For the detection, the complex amplificate is in solution at which solid phase or in tissue section before. The detection takes place according to the invention either via a DNA dye which for example intercalated into the complex amplificate, or by incorporating a labeled dNTP during amplification or by hybridization with a specific probe. Intercalating or binding to the phosphate structure Dyes advantageously bind stable and become Do not wash away immediately. In the case of DNA binding Dyes do not have to be washed with advantage, since the Dyes only fluoresce when they bind to and bind to DNA therefore sufficient of unbound dye differ.  

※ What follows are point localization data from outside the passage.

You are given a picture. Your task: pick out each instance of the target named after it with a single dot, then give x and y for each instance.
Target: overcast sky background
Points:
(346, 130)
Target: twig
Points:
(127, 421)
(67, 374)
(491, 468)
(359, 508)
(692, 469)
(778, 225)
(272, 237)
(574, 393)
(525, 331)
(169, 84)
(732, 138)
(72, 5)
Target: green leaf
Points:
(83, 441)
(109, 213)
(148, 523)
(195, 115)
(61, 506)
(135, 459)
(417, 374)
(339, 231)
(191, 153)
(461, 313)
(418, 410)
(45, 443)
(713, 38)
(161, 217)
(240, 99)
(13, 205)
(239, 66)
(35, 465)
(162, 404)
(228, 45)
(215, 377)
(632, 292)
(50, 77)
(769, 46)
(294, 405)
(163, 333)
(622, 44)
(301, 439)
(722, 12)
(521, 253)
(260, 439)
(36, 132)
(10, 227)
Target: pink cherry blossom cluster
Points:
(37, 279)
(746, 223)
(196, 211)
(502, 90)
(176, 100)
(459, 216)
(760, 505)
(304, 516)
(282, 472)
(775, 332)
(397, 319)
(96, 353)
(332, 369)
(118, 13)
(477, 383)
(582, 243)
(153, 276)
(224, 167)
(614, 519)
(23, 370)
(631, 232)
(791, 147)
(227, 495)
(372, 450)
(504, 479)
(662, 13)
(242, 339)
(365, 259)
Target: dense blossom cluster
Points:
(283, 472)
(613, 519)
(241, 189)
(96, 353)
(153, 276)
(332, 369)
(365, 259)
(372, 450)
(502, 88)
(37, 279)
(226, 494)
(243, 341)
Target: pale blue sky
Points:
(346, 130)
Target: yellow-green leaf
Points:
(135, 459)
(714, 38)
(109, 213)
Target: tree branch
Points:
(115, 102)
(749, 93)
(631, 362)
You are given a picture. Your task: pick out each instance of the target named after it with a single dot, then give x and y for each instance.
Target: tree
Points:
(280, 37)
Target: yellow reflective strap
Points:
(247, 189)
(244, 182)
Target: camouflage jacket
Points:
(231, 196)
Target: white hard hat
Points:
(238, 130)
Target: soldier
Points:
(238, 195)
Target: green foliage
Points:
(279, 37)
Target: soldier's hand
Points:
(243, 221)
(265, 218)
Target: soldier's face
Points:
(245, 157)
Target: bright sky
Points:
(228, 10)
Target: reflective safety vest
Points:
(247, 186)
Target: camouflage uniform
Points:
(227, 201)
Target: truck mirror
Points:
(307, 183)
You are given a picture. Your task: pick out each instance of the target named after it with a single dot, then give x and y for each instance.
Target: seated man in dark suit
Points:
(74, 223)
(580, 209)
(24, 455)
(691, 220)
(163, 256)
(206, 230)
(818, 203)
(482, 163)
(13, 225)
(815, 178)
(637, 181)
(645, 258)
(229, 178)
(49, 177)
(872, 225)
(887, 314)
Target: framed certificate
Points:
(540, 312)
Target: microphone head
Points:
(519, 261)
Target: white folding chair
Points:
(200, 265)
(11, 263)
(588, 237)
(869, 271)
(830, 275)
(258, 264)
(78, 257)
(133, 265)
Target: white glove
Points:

In the latter case, the matrix DNS is connected before the target molecule - if necessary in addition to the capture probe a capture probe for the amplificate with its 5 'end, preferably by phosphating the 5 'end to the solid Phase or the tissue section bound. The capture probe instructs its 3 'end one to a single-stranded area of the complex amplificate complementary sequence over which they hybridized with the amplificate. To protect against degradation it is 3'-terminally modified by exonuclease III, preferably by phosphorothioatisation. After Hybridization of capture probe and complex amplificate the capture probe by the DNA polymerase in the 3 'direction lengthened, the single-stranded area of the complex Amplificate serves as a matrix. It follows Denaturation step, for example by heating, in the result of which the capture probe is again single-stranded. The denaturation is optional, because especially in immobilized amplificate single-stranded areas with which the probe is present in the following step can hybridize.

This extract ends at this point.